Commissioners W. Benjamin Brown and Donald I. Dell voted yesterday to hire a civilian investigator and an undercover state police officer to help curb what officials say is a growing drug problem in Carroll County.
Commissioner Richard T. Yates refused to support the proposal, saying he believed the hiring of retired police officers as civilian investigators would be cheaper and just as effective.
Although Brown supported the plan, he, like Yates, is concerned about the rising cost of hiring state troopers. Carroll has a contract with the state to provide police protection through a resident trooper program slated to cost $3.8 million in the next fiscal year.
Brown said the cost -- which includes a 19.26 percent surcharge -- makes it "unavoidable" for commissioners to begin studying the cost of starting a county police force. "We need to begin looking at public safety and whether this is the most effective use of our dollars," Brown said. "I'm beginning to doubt it. We need to look at the day-to-day costs."
Each time a trooper is added to the program, the county must pay "start-up" costs that include a car, uniform and sidearm.
"From a law enforcement standpoint, these are very valuable resources who will be put to the maximum use," said State's Attorney Jerry F. Barnes, who asked for the new personnel last week. "I commend the commissioners for acting so quickly in what I believe is a responsible manner in response to what in reality is a public safety issue."
It will cost the county $54,000 to hire a state police officer from April 1 to June 30, the end of the fiscal year, and $80,000 a year after that.

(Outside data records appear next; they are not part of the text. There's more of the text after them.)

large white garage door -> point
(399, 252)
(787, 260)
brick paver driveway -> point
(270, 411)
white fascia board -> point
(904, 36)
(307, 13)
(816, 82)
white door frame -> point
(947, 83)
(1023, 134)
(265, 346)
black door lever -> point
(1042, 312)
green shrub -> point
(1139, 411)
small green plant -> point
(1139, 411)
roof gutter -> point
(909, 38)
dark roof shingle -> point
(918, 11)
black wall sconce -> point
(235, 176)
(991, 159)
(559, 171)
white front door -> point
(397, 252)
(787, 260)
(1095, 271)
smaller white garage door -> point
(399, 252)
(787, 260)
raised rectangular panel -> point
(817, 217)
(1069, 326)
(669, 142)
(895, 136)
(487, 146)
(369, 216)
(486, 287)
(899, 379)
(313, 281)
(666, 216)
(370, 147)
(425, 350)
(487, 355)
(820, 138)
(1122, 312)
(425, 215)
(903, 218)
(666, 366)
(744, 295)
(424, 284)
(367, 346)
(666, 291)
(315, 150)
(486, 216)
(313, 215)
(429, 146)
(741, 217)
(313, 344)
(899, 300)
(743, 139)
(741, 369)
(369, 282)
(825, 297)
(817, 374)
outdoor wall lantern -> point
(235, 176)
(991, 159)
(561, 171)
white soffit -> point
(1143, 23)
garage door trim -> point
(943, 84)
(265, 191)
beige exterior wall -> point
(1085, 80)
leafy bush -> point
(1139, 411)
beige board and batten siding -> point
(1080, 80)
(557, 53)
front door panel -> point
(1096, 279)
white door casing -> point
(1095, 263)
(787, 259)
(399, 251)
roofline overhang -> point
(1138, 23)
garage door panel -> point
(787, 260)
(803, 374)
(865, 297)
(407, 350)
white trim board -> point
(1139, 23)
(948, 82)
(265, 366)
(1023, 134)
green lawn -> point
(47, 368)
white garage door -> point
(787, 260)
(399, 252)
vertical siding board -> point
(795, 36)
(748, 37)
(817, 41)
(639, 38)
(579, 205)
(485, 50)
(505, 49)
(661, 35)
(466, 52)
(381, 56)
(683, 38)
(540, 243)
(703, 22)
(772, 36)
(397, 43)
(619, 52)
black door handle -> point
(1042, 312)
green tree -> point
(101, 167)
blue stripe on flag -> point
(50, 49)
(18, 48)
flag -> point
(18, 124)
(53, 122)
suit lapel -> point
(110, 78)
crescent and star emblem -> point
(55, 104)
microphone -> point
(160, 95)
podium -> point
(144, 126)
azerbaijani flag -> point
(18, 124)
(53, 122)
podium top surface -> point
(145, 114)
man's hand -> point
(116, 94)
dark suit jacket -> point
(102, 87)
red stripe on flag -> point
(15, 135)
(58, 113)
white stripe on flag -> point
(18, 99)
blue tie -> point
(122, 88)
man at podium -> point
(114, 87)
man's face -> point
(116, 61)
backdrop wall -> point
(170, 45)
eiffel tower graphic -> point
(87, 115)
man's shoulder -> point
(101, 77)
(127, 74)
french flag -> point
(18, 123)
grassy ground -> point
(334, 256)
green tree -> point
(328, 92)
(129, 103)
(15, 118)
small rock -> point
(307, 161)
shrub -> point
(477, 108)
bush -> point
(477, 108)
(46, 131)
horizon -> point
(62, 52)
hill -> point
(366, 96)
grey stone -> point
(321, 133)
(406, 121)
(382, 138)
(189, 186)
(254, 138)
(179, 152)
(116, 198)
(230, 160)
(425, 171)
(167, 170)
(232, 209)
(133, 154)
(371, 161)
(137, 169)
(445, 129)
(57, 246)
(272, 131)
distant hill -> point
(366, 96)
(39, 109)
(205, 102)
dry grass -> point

The cost of hiring a civilian investigator for the last three months of the fiscal year is $25,300. The cost for a full year would be about $31,200. The police officer will be assigned to a five-member undercover state police drug task force operating within Carroll. The civilian investigator will help police "in every respect short of making an arrest" and work with the county Board of Education "to deliver the message in schools," Barnes said. The investigator would not have police powers.
Yates said he did not think having a state trooper was necessary. A skilled investigator could provide police with information and let police make the arrest, he said.
Dell, however, said the county should give Barnes what he asked for, especially in light of Carroll's worsening drug problems.
Barnes told the commissioners last week that his office had prosecuted 400 drug cases last year and that in the past six months, 44 heroin overdose cases have been treated at Carroll County General Hospital with patients "ranging from teen-agers to people in their 50s."
When Brown learned yesterday that the county would be buying a state police cruiser for the new undercover police officer, he wanted to know why. "I don't think [undercover officers] need state police vehicles," Brown said. "I would think they would use vehicles they've seized" in drug arrests.
Brown agreed with Dell to hire the undercover trooper "on condition that we don't pay any more for a vehicle than we absolutely have to." Dell accepted that condition and the motion passed 2-1.
The decision to hire the trooper and the investigator came at the end of a nearly five-hour introduction to a $181 million operating budget proposal prepared by the county budget office.
The briefing will continue today and extend through tomorrow, if necessary.
The commissioners will begin meeting with department heads Monday to discuss the budget recommendations.
They plan to draft their budget proposal April 7 and hold a public hearing on it May 7. They are scheduled to adopt the budget and set the property tax rate May 28.